Now if it is an eldery man/woman in the line behind me I alway's ask them to please go first out of respect. Respect your elder's or get ***** slapped imho.
 
What makes me angry is when children queue politely and wait their turn only to be have the adults who were behind them served first as they are "only kids"!
I've been behind children a couple of times and have had the assistant try to serve me first, I make a point of saying no, these children were before me. Sometimes I find the older the person the ruder they are and the people you least expect politeness from are the ones who open doors for you and help you with the childrens buggies on stairs etc.
 
I've read through all of these and I can't think of a time when someone has cut in front of me. I think I would tell them that the line was back there and they need to wait like everyone else. If that didn't work I think I would start stuttering and develop an instant tic and tell them in a loud voice that the gods of olympus are going to smite them down if they don't get to the back of the line.
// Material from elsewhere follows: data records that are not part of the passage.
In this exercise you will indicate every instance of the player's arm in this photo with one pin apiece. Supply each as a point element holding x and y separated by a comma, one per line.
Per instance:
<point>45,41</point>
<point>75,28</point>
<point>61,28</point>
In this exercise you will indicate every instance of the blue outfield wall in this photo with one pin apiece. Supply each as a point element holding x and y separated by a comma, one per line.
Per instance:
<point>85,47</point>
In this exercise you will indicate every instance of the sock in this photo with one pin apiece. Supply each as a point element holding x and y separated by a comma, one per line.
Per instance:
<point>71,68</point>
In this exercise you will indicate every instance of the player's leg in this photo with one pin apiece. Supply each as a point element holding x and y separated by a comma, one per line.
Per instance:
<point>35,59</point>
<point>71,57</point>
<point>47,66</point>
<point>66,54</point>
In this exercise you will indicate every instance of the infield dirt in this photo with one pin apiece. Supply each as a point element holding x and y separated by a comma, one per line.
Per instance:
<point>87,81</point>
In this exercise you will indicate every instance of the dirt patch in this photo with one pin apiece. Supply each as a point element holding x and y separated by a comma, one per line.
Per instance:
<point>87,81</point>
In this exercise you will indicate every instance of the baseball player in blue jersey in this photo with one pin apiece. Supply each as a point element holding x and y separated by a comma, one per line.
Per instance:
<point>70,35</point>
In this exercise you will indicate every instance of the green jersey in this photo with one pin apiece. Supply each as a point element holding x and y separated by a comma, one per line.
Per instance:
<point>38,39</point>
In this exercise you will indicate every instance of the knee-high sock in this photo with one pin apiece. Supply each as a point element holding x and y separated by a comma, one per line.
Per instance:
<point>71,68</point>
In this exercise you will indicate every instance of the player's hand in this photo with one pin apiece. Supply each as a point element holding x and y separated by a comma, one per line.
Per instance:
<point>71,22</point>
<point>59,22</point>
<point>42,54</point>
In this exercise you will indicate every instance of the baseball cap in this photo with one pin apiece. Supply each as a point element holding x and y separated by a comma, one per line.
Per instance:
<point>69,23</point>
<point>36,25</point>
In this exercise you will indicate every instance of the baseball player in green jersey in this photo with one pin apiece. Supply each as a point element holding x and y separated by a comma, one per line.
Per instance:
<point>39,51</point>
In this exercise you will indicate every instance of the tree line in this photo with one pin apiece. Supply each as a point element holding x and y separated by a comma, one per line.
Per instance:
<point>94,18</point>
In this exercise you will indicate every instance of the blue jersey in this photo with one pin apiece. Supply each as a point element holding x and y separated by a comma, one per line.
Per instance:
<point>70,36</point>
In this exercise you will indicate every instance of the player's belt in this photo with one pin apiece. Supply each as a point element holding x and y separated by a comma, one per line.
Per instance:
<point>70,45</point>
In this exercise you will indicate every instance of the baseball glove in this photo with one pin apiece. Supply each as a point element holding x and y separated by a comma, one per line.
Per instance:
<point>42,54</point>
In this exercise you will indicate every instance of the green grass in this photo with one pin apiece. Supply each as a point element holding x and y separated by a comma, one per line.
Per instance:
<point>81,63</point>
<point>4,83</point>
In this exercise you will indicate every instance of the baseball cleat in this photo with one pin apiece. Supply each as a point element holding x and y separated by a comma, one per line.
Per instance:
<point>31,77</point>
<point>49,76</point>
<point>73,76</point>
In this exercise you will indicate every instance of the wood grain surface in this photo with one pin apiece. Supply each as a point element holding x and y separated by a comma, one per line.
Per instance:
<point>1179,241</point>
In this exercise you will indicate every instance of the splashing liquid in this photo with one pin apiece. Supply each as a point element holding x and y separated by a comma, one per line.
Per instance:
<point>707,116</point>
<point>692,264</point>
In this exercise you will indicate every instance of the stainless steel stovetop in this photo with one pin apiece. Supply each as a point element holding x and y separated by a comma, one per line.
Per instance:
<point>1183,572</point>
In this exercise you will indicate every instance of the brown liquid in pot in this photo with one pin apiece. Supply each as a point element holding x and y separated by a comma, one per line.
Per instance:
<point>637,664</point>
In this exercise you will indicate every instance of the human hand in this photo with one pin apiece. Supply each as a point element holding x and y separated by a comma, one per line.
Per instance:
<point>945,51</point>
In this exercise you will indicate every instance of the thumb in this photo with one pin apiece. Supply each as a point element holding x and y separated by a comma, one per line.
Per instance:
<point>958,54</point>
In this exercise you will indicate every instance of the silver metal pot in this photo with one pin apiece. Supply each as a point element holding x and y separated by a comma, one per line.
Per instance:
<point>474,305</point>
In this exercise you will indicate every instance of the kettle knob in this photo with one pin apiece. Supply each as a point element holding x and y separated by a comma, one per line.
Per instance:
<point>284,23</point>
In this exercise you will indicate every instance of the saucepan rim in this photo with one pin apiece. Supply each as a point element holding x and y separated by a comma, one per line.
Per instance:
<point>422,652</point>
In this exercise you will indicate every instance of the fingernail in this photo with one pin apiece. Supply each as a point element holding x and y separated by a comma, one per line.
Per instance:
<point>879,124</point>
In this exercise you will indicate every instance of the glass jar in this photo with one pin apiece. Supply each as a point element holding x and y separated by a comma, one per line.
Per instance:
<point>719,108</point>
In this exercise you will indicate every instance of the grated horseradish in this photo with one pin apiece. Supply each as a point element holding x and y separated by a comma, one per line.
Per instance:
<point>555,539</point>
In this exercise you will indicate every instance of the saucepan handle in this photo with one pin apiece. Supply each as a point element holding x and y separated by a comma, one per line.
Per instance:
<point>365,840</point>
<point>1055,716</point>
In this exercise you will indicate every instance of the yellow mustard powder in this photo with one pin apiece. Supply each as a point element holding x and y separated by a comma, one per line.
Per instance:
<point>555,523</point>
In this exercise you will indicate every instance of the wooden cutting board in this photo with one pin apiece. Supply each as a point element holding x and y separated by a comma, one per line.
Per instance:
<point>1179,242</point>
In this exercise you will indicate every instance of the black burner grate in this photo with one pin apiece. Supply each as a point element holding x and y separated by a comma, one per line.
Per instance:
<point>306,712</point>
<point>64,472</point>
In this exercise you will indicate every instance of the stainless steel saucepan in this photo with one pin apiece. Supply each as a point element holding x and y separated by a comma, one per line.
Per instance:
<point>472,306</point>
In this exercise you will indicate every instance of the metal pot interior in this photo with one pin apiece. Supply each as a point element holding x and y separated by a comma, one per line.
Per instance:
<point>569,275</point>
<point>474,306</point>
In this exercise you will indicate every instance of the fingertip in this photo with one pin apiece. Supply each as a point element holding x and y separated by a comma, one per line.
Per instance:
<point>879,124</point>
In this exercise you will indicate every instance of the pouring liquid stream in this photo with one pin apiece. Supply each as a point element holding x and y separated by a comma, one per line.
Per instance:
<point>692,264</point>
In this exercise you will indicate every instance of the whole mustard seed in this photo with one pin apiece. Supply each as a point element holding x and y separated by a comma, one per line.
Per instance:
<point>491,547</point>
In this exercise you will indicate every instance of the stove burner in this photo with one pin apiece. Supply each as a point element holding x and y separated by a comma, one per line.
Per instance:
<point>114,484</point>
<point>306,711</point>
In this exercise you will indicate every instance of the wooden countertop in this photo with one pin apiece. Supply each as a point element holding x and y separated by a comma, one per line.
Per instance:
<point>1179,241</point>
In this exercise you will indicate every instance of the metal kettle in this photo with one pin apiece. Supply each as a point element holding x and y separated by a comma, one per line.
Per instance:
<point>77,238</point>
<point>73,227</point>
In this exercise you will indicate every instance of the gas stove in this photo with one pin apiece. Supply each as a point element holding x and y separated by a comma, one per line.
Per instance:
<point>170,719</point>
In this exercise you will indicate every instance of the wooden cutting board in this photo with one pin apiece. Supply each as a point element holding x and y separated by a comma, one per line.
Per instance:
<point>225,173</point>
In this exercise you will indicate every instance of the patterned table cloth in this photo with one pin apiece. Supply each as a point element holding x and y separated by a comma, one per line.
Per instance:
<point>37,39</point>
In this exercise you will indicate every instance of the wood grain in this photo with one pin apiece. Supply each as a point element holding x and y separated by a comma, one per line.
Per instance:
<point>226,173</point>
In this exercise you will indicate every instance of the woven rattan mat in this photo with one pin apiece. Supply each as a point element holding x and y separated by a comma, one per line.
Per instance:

On a positive note, thanks to all of the people who do stand in a long line and then if they have a big cart full of groceries/items let the person behind them go first if they only have one or two things.
 
It really doesn't happen that often to me. It may be because I'm big and tatooed.
When it does, I honestly just let it go. Of course I'm cussing the person out in my mind though. The fruits of karma will be dealt onto those people in time.
Aside from that, most of my convenience store stops are near work (not the best part of town), where anyone and everyone is carrying at least a blade. There is no reason to get into that type of altercation over 60 seconds, a pepsi and a bag of sunflower seeds.